Mom was almost back to her normal self. Apparently sleeping for 13 hours straight fixed most ailments.

I couldn't help but watch her like a hawk though. There were still some things that were off. How she could be acting perfectly normal one second but then get weak and almost faint in the middle of doing the dishes. How she could start slurring her words halfway through an eloquent conversation and still manage to finish the sentence with her speech unaffected.

There were a lot of shared concerned looks between my father and I during that week (even dad had foregone rationalizing the whole thing), but my mother dismissed our apprehension with laughter, claiming that she should really start getting some more sleep. And that she should finally start eating healthier. And exercise. Plus, take some extra vitamins.
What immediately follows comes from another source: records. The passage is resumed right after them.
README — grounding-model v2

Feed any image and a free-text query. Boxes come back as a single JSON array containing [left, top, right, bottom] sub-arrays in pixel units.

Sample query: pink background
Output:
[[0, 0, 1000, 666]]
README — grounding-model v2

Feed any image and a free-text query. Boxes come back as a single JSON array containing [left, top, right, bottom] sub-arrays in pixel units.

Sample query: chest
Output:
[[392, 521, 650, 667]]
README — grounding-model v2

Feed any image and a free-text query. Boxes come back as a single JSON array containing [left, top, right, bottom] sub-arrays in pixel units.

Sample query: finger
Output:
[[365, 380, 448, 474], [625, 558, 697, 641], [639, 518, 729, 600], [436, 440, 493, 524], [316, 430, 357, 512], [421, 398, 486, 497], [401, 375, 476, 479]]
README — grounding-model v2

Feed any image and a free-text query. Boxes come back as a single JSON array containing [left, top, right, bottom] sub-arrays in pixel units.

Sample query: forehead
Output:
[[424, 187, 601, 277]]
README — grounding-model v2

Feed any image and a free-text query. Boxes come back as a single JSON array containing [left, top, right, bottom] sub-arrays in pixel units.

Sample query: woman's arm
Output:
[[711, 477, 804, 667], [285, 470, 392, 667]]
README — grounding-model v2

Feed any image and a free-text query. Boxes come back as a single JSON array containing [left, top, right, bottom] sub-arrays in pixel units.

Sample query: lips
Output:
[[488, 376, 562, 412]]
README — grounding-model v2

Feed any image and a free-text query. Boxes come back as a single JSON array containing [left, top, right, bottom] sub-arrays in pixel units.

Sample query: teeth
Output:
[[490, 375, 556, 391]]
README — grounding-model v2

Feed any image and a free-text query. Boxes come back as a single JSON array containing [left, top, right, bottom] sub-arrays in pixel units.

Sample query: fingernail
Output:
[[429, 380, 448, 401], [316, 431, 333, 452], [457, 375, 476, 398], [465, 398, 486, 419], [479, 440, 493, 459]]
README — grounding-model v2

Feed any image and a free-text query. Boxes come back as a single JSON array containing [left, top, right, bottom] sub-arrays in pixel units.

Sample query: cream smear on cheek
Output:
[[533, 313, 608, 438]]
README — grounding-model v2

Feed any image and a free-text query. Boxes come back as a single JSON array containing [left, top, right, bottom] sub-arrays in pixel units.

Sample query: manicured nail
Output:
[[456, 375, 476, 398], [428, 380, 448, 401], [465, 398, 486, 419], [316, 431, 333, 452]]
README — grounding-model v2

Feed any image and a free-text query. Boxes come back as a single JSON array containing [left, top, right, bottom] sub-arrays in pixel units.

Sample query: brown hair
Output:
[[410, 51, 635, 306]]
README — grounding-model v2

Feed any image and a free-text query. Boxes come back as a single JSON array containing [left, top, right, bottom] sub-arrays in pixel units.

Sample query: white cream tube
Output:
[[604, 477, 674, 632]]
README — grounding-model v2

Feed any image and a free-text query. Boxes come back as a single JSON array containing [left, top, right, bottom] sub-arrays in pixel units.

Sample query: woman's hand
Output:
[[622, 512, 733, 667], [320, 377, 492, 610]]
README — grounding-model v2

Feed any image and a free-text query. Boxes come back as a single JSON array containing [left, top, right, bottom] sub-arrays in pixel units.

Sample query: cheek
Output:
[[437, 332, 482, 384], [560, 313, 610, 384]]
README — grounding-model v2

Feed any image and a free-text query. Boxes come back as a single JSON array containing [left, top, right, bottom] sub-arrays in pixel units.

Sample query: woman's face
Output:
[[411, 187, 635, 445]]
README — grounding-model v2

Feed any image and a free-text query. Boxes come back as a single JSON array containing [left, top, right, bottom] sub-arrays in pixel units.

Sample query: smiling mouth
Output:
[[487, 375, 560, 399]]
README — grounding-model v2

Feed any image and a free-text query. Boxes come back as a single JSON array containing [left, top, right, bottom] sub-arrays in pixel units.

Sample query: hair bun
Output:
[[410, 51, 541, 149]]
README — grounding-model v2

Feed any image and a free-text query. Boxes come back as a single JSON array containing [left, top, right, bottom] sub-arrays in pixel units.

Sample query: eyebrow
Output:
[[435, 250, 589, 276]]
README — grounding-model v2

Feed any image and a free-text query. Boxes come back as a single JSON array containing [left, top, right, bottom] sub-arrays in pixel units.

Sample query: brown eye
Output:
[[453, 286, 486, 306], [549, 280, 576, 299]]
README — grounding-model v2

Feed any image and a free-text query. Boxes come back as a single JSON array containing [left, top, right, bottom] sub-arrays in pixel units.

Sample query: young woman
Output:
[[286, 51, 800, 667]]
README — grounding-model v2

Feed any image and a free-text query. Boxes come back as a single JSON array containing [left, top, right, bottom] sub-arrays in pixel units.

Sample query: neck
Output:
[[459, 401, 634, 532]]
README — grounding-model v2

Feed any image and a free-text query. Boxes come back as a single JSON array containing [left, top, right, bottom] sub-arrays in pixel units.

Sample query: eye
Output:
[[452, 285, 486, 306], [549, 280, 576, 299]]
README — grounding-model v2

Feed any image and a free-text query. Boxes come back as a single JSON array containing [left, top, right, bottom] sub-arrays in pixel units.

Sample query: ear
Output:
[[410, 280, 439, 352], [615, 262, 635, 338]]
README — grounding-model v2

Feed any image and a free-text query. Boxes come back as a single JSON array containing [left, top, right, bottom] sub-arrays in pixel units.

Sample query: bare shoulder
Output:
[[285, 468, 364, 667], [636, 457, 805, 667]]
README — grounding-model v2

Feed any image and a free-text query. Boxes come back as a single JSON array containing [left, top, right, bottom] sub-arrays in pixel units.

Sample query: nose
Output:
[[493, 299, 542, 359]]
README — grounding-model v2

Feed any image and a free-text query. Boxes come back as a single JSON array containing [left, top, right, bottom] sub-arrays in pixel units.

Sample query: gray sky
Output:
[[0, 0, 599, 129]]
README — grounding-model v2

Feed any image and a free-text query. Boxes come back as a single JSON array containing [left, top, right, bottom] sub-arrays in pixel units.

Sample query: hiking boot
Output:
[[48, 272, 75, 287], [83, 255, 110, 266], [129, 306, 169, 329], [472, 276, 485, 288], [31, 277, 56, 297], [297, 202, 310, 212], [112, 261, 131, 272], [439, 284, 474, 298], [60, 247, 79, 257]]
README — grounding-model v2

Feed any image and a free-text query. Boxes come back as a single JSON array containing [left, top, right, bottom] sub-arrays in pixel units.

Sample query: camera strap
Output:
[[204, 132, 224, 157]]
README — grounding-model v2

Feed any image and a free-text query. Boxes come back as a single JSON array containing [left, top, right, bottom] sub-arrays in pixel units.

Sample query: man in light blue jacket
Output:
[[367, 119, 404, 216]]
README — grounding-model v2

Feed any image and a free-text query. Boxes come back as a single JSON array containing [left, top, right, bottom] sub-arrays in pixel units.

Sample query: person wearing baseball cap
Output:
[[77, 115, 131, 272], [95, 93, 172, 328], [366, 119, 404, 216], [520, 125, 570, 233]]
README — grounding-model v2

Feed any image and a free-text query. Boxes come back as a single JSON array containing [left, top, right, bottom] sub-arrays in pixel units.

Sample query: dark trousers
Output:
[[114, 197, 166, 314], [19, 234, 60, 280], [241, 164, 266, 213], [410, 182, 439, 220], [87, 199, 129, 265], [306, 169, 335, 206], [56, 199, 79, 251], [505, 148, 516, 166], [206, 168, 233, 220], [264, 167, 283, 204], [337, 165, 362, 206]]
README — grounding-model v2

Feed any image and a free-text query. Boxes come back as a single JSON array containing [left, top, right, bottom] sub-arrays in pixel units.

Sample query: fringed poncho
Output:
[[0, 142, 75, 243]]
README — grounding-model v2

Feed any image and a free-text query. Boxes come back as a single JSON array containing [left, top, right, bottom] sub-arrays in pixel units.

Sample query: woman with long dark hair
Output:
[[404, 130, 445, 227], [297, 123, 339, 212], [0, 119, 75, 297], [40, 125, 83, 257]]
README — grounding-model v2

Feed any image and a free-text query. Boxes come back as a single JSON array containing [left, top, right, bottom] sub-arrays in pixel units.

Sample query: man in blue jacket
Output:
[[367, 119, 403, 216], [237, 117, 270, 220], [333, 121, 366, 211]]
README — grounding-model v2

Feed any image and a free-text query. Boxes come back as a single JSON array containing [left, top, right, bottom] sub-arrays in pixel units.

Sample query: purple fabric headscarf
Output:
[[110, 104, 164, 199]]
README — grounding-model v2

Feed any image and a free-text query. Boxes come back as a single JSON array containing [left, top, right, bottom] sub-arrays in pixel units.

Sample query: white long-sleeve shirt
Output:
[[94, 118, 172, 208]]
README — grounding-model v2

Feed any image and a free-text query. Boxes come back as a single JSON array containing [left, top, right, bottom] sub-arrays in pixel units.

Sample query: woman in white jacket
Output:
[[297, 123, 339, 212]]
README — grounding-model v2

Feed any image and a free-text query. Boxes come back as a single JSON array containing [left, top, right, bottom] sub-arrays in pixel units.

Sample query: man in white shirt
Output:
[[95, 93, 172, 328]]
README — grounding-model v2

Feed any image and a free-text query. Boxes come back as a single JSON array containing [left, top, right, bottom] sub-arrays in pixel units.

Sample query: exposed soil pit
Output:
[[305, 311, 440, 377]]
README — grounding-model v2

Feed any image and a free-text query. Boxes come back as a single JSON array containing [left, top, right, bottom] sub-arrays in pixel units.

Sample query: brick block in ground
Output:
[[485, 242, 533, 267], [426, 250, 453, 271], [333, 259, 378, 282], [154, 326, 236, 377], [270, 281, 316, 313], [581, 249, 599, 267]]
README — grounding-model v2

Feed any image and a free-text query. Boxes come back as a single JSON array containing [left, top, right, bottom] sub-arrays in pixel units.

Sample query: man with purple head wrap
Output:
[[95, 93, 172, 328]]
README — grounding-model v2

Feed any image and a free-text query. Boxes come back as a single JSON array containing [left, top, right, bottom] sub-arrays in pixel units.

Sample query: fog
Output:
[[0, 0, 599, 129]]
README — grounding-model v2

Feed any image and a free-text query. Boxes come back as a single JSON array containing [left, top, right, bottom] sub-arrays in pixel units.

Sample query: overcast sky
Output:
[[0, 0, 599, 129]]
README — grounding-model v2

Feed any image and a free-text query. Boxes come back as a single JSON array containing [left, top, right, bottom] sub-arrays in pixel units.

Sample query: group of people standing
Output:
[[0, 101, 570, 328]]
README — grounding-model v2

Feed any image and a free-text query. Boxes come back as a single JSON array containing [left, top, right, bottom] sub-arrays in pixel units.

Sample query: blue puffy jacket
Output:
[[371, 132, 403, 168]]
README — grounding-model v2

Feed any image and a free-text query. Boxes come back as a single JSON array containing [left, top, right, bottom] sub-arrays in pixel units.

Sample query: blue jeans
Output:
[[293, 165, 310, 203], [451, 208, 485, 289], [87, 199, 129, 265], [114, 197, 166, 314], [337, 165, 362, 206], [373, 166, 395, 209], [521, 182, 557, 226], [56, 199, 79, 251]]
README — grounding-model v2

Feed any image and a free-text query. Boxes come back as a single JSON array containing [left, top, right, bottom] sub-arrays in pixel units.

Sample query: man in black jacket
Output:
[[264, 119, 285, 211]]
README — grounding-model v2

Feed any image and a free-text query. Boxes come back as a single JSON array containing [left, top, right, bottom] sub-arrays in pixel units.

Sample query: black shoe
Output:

Her excuses nauseated me, because I knew deep down in the core of my being that something was very wrong. Something that could not be fixed by adding some magnesium and vitamin D to her diet.

My mother's mysterious condition scattered my thoughts, made me unfocused and on edge. Hence, the week passed in a blur, where I barely registered Sean's attempts at making eye contact or Max's gaze following me down the corridor. Even Maria faded into the background, but I wasn't sure she even noticed. After all, Alex had returned from his family trip and they had a lot of catching up to do.

That's how I found myself in my room on Friday evening, staring at my opened wardrobe, wondering what to pack for the camping trip which I really didn't want to attend. It wasn't that I didn't want to spend time with dad. Because I did.

The truth was; I didn't want to leave mom alone.

The camping adventure was an annual thing with the aim of getting fathers to spend more time with their daughters. I probably spent more time with my dad than most girls my age (considering that I didn't only share his blood but also his workplace), but my dad nevertheless loved this camping expedition.

I think it was mostly because he could hang out with the other fathers, telling stories in front of a campfire while sizzling sausages over the embers.

But I could tell that my dad wasn't feeling that much up to the camping trip this year either, even though he was putting on a happy face. Dad wouldn't straight out tell me, but it was a no-brainer that he was really worried about his wife's irregular and on-and-off deteriorating condition.

I pulled out a thick sweatshirt and sighed. Let's get the packing over with.

*****

"So, you and Sean Carter, huh?" Emma asked me.

I bent down to pick up a stick for the fire and sighed mentally. We'd only been on the campsite for two hours and already I was hating all this socializing. But mostly, I hated to not be able to just hang with my friends. Maria's father abandoned her and her mother when Maria was four, so being fatherless disqualified Maria from this trip. And Alex - well, Alex was a boy. This was merely for girls and their fathers.

Which meant that I was stuck gathering material for the campfire with Emma Kingston and Pamela Troy. Basically, I was stuck gathering material with the gossip mill of Roswell High.

"Not really," I said evasively.

"Lisa saw you two kissing at Joe's Diner," Pam pointed out.

I forced myself not to glare at the blonde and instead bent to retrieve another stick off the ground. "She did, huh?"

"Come on, don't be all mysterious," Emma said. "Give us something."

"I heard that she's also dating Max Evans," Pam said, suddenly referring to me as if I was no longer present.